SEARCH RESULTS for: 'I lost my credit card and there are fraudulent charges'

--- Result 1 ---
Complaint ID: 2695792
Product: Credit card or prepaid card
Category: Credit Card
Issue: Problem with a purchase shown on your statement
Company: SYNCHRONY FINANCIAL
Chunk: 0/1
Content preview:
i lost my credit card and and their are fraudulent charges and transactions of 2500.00 . the charges do n't belong to me. i have never used my credit card....

--- Result 2 ---
Complaint ID: 8236492
Product: Credit card
Category: Credit Card
Issue: Problem with a purchase shown on your statement
Company: Chime Financial Inc
Chunk: 0/1
Content preview:
i lost my credit debit card and unauthorized charges where submitted to my account....

--- Result 3 ---
Complaint ID: 1409416
Product: Credit card
Category: Credit Card
Issue: Credit card protection / Debt protection
Company: JPMORGAN CHASE & CO.
Chunk: 0/1
Content preview:
i found fraudulent charges on my credit card....

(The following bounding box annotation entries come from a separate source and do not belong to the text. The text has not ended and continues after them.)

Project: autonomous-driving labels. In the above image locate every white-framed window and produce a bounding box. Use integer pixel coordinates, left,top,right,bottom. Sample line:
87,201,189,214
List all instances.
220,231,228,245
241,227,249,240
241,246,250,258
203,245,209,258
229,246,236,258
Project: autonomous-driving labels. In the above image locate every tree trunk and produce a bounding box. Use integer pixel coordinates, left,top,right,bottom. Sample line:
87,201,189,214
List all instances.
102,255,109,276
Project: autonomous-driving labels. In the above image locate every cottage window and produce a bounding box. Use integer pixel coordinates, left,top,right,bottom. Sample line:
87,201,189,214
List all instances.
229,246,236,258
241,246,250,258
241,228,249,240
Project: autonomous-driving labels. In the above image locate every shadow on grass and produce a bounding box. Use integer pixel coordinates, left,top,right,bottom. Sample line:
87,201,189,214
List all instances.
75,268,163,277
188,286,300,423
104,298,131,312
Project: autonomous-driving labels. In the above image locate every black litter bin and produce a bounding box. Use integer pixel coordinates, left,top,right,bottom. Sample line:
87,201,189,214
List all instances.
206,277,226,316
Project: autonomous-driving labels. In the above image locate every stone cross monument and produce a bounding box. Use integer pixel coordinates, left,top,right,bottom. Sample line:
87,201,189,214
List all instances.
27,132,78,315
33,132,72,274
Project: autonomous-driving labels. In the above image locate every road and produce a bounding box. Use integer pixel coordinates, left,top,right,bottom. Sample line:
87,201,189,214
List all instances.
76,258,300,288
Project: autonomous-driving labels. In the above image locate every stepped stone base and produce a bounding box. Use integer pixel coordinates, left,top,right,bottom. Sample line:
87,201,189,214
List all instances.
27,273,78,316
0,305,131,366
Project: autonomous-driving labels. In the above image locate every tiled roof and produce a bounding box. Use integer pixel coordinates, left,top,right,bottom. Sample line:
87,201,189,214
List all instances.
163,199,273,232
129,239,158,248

### Inspecting Metadata and Chunks

Good RAG requires precise metadata tracking (e.g., `chunk_index`, `complaint_id`).

In [4]:
sample_doc = results[0]
print("Sample Metadata:")
for k, v in sample_doc.metadata.items():
    print(f"  {k}: {v}")

print(f"\nContent Snippet:\n{sample_doc.page_content[:200]}...")

Sample Metadata:
  chunk_index: 0
  company: SYNCHRONY FINANCIAL
  complaint_id: 2695792
  date_received: 2017-10-07
  issue: Problem with a purchase shown on your statement
  product: Credit card or prepaid card
  product_category: Credit Card
  state: AZ
  sub_issue: Card was charged for something you did not purchase with the card
  total_chunks: 1

Content Snippet:
i lost my credit card and and their are fraudulent charges and transactions of 2500.00 . the charges do n't belong to me. i have never used my credit card....


## 3. Building From Parquet (Internal Logic)

To handle 1.3M records without crashing memory, we use `pyarrow` to process the parquet file in batches. This logic is encapsulated in `vectorstore.build_vector_store_from_parquet`.

In [5]:
# Example of how batches ARE processed (mental model)
# for batch in pf.iter_batches(batch_size=50000):
#     df_batch = batch.to_pandas()
#     vectorstore.add_embeddings(texts=df_batch['document'], ...)

print("Batch processing is automatically handled by the src scripts to ensure scalability.")

Batch processing is automatically handled by the src scripts to ensure scalability.